Project Proposal

A Distill Article Presenting the Group’s Project Proposal

Group 10 (Github)https://github.com/Clementong/isss608-Group10
2022-03-06

1 Introduction

In recent years, there have been high profile cases of public sector procurement fraud and corruption in Singapore, such as that involving Mr Henry Foo Yung Thye, the former Deputy Group Director at the Land Transport Authority (LTA). In this case, various contractors were found to have provided inducements to Mr Foo to advance their business interests with LTA. In another case of procurement fraud, a couple cheated the Ministry of Home Affairs into awarding them a contract. The couple submitted fictitious bids to ensure that their bids were always lowest and selected by MHA.

Singapore public sector procurement is mainly done via GeBIZ, an e-procurement portal where public agencies publish invitations for quotations and tenders.

2 Motivation

For public sector procurement, there is a need to identify areas where there is possible over-reliance on a particular supplier.
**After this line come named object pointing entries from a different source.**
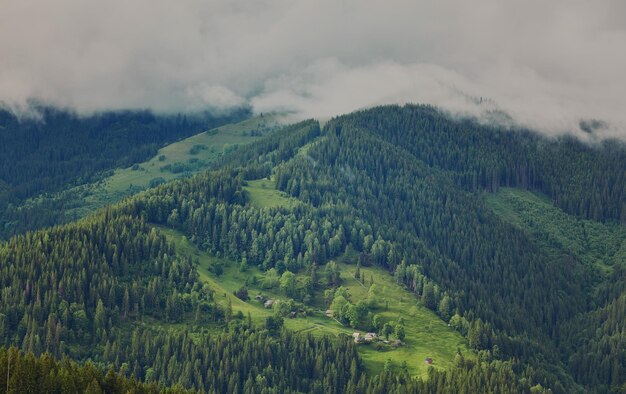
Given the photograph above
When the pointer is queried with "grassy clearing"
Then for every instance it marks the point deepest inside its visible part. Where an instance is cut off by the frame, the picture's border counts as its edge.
(594, 243)
(191, 155)
(180, 159)
(263, 194)
(426, 334)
Such over-reliance could point to risks or possible irregularities that would need to be investigated.

Identifying common procurement needs of various public agencies could also reveal areas for synergy. For example, for goods and services that are required by most agencies, the public sector could call a whole-of-government (WOG) bulk tender, leverage on economies of scale, and thereby procure goods and services at more favourable rates.

2.1 Literature Review

Literature Review (relevant work)

Currently GeBiz has two separate procurement analytics tools, namely GeBIZ InSIGHT and GeBIZ Management Console (GMC). GeBiz InSIGHT aims at allowing procurement officers to gain insights into the potential procurement opportunities. GeBIZ Management Console (GMC) aims at providing decision makers with visibility of public procurement. Although these tools allow insight gathering for decision making, they are aimed at public sector level. An improvement on this would be making it transparent to the suppliers as well, enabling them to gain insights on potential market opportunities. A single platform consisting analytics targeted at both supplier and public agencies would also improve the procurement efficiencies.

For network data analysis, Sankey diagrams have been used to depict bipartite relationships for advertising expenses by public organisation. To overcome the issue of high number of nodes, hierarchical cluster and filtering were used to provide better visualization.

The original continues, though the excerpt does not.